Metadata-Version: 2.1
Name: dobbi
Version: 0.4
Summary: An open-source NLP library: fast text cleaning and preprocessing.
Home-page: https://github.com/iaramer/dobbi
Author: Iaroslav Amerkhanov
Author-email: amerkhanov.y@gmail.com
License: Apache License 2.0
Download-URL: https://github.com/iaramer/dobbi/archive/refs/tags/v0_04.tar.gz
Keywords: nlp,text,string,regexp,preprocess,clean
Platform: UNKNOWN
Classifier: Development Status :: 3 - Alpha
Classifier: Intended Audience :: Developers
Classifier: Topic :: Software Development :: Build Tools
Classifier: License :: OSI Approved :: Apache Software License
Classifier: Programming Language :: Python :: 3
Classifier: Programming Language :: Python :: 3.9
Description-Content-Type: text/markdown
License-File: LICENSE

# Description

An open-source NLP library: fast text cleaning and preprocessing.

# Overview

This library provides a quick and ready-to-use text preprocessing tools for text cleaning and normalization.
You can simply remove hashtags, nicknames, emoji, url addresses, punctuation, whitespace and etc.

## Installation

###  Getting it

To download dobbi, either fork this github repo or simply use [Pypi](https://pypi.org/project/dobbi/) via pip.

```sh
$ pip install dobbi
```

# Usage

Import the library.

```Python
import dobbi
```

## Interaction

The library uses method chaining in order to simplify text processing:

```Python
dobbi.clean()\
    .hashtag()\
    .nickname()\
    .url()\
    .execute('Check here: https://some-url.com')
```

## Supported patterns

The library supports the following patterns:
* URL
* Punctuation
* Emoji & emoticons
* Hashtags
* Whitespaces
* Nicknames
* HTML
* Custom regexp

## Examples

1) Clean a twitter message

```Python
dobbi.clean()\
    .hashtag()\
    .nickname()\
    .url()\
    .execute('#fun #lol    Why  @Alex33 is so funny? Check here: https://some-url.com')
```

Result: 'Why is so funny? Check here:'

2) Replace nickname and url with tokens

```Python
dobbi.replace()\
    .hashtag('')\
    .nickname()\
    .url('CUSTOM_URL_TOKEN')\
    .execute('#fun #lol    Why  @Alex33 is so funny? Check here: https://some-url.com')
```

Result: 'Why TOKEN_NICKNAME is so funny?
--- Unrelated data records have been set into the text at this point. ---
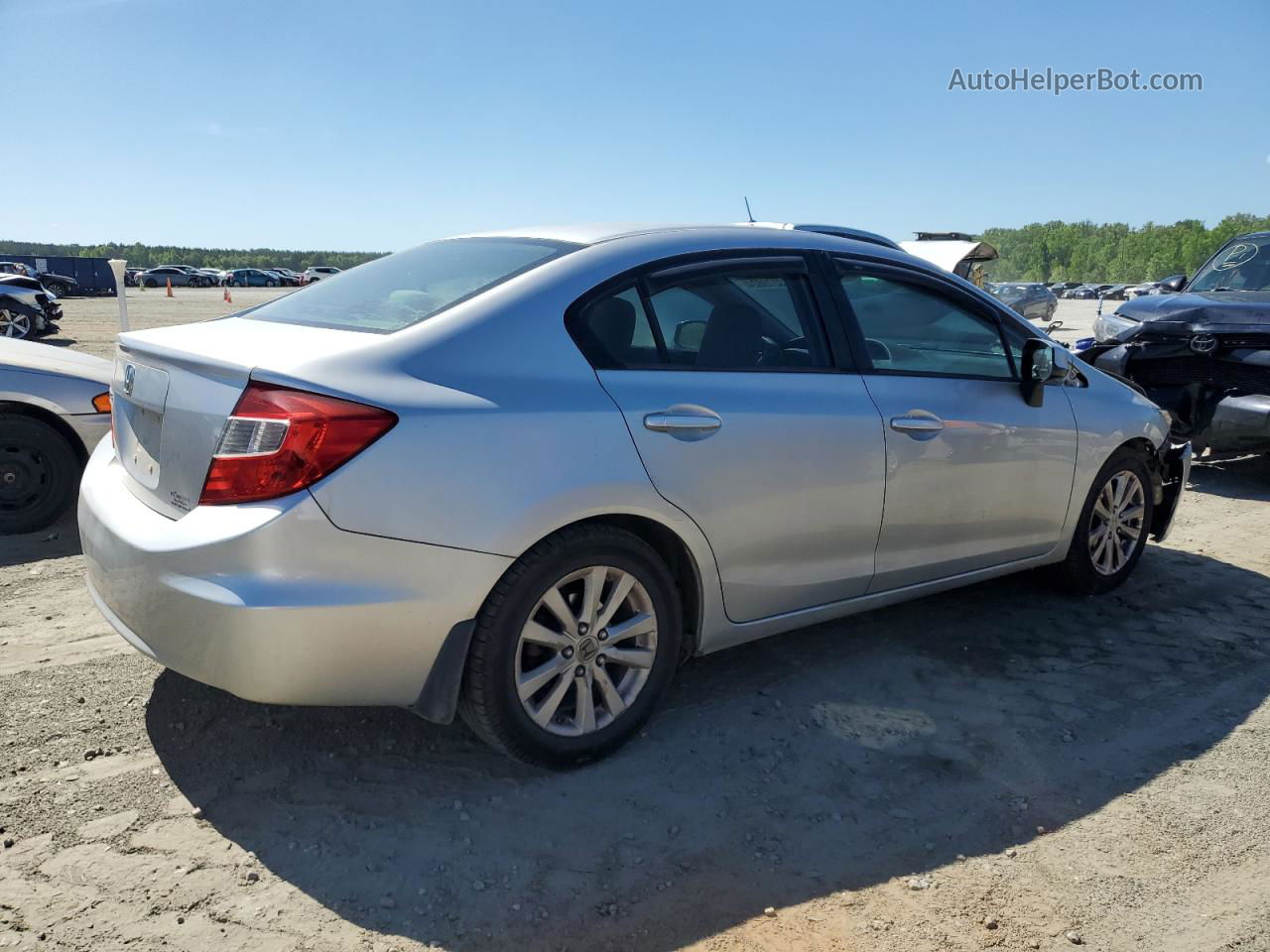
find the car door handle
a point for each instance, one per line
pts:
(668, 421)
(917, 426)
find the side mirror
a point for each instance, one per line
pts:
(1038, 368)
(690, 334)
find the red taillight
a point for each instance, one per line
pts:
(280, 440)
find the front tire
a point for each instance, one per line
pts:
(1111, 531)
(572, 649)
(39, 474)
(16, 325)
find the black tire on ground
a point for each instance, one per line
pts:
(1078, 572)
(489, 701)
(39, 474)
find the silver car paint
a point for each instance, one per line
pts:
(270, 601)
(504, 436)
(792, 477)
(989, 486)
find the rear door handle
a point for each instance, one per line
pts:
(683, 422)
(917, 426)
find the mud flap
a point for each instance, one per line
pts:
(439, 701)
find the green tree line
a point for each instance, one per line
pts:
(1052, 250)
(1082, 250)
(151, 255)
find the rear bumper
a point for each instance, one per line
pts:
(270, 601)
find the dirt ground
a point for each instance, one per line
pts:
(994, 767)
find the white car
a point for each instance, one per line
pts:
(55, 407)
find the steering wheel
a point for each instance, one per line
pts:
(769, 353)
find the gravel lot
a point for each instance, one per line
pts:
(993, 767)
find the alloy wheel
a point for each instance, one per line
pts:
(585, 651)
(14, 325)
(1116, 522)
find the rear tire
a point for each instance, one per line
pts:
(594, 688)
(1103, 549)
(39, 474)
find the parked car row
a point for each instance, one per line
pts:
(189, 276)
(1076, 291)
(1028, 298)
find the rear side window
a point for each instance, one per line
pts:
(408, 287)
(912, 330)
(730, 318)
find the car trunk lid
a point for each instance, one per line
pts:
(173, 389)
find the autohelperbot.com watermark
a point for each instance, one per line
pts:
(1057, 81)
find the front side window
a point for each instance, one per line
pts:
(908, 329)
(400, 290)
(730, 318)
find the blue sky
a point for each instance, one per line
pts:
(375, 126)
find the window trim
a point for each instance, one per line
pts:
(924, 281)
(794, 263)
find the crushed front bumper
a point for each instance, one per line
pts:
(1175, 474)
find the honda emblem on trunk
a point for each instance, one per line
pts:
(1203, 343)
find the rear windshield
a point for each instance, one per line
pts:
(394, 293)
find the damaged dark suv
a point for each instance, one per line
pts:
(1203, 353)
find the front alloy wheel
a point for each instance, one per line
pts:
(14, 325)
(1116, 522)
(1111, 531)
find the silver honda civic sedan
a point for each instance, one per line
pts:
(522, 475)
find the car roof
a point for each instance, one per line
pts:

Check here: CUSTOM_URL_TOKEN'

3) Get text cleanup function

```Python
func = dobbi.clean().url().hashtag().punctuation().whitespace().html().function()
func('\t #fun #lol    Why  @Alex33 is so... funny? <tag> \nCheck\there: https://some-url.com')
```

Result: 'Why Alex33 is so funny Check here'

*(!) Please, try to avoid the in-line method chaining, as it is significantly less readable.* 

## Additional

Please pay attention that the functions are applied in the order you specify.
So, you're better to chain .punctuation() as one of the last functions.